British flying ace (1898–1981)

Sergeant Hubert Cecil Hunt (18 September 1898 – 11 January 1981) was a British World War I flying ace credited with eight aerial victories.

==Military service==
Having first served in the Bedfordshire Regiment, by 1918 Hunt was serving as an observer/gunner in the Royal Air Force's No. 22 Squadron with the rank of Sergeant-Mechanic, flying in the Bristol F.2b.

He gained his first victory on 28 May 1918, driving down a two-seater over Merville–La Bassée, while being piloted by Lieutenant Chester William McKinley Thompson. On 8 August he destroyed two Fokker D.VII over Brebières with pilot Lieutenant Thomas Henry Newsome.

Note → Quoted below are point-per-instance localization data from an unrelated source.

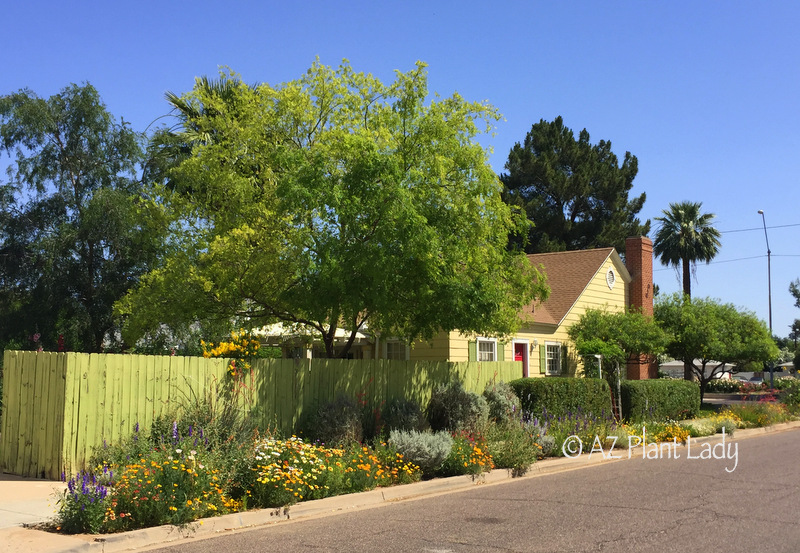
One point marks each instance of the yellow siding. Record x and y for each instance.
(459, 346)
(437, 349)
(597, 295)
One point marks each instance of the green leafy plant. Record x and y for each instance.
(467, 456)
(83, 505)
(503, 402)
(404, 414)
(658, 400)
(512, 446)
(560, 396)
(337, 423)
(427, 450)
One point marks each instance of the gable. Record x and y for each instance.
(573, 276)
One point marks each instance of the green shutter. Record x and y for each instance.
(542, 358)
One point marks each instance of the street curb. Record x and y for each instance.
(31, 539)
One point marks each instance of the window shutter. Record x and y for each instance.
(542, 358)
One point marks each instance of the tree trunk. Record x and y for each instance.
(687, 277)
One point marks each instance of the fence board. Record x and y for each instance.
(58, 407)
(11, 407)
(43, 399)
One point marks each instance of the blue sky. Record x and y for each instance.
(705, 94)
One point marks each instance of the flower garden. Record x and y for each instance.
(209, 459)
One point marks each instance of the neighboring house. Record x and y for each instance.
(675, 368)
(578, 280)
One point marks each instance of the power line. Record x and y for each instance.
(759, 228)
(733, 260)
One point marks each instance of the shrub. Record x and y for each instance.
(790, 392)
(758, 414)
(503, 403)
(404, 414)
(338, 423)
(427, 450)
(452, 408)
(467, 456)
(512, 447)
(724, 386)
(83, 504)
(667, 432)
(701, 427)
(560, 396)
(659, 400)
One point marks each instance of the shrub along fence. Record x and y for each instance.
(58, 407)
(659, 399)
(560, 396)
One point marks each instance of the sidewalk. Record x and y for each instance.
(26, 501)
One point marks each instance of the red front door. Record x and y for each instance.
(521, 354)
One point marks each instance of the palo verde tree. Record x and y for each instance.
(73, 237)
(712, 337)
(334, 201)
(618, 336)
(574, 192)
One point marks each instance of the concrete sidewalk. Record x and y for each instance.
(26, 501)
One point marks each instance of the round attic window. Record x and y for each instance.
(611, 278)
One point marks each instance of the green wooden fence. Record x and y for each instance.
(58, 407)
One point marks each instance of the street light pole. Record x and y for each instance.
(769, 288)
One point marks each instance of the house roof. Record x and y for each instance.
(568, 275)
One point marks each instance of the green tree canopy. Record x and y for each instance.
(794, 289)
(73, 237)
(684, 237)
(617, 336)
(334, 201)
(711, 336)
(575, 193)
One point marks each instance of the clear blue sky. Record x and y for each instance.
(705, 94)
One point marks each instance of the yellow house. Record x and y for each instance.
(578, 280)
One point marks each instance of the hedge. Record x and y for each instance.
(563, 395)
(659, 400)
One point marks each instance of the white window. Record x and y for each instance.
(487, 349)
(553, 350)
(396, 351)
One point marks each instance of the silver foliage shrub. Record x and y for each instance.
(428, 450)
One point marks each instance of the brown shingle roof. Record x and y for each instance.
(568, 275)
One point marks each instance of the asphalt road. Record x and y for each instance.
(659, 504)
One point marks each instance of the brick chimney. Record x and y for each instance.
(639, 262)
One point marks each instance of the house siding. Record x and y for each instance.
(437, 349)
(454, 346)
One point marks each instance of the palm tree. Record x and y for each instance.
(686, 237)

His remaining victories were while flying with Lieutenant Cyril Edward Hurst, accounting for a two-seater over Fresnoy on 16 August, three fighters in a single action between Maricourt and Péronne on the 25th, and driving down a Fokker D.VII south of Vitry on the 31st.

Hunt was awarded the Distinguished Flying Medal, which was gazetted on 1 November 1918. His citation read:
P/6434 Serjt.-Mech. Hubert Cecil Hunt (late Bedf. R).
"A keen and skilful Observer, on whose courage and resource Pilots place absolute reliance. He has personally shot down and destroyed five enemy machines, two of which he accounted for during one patrol."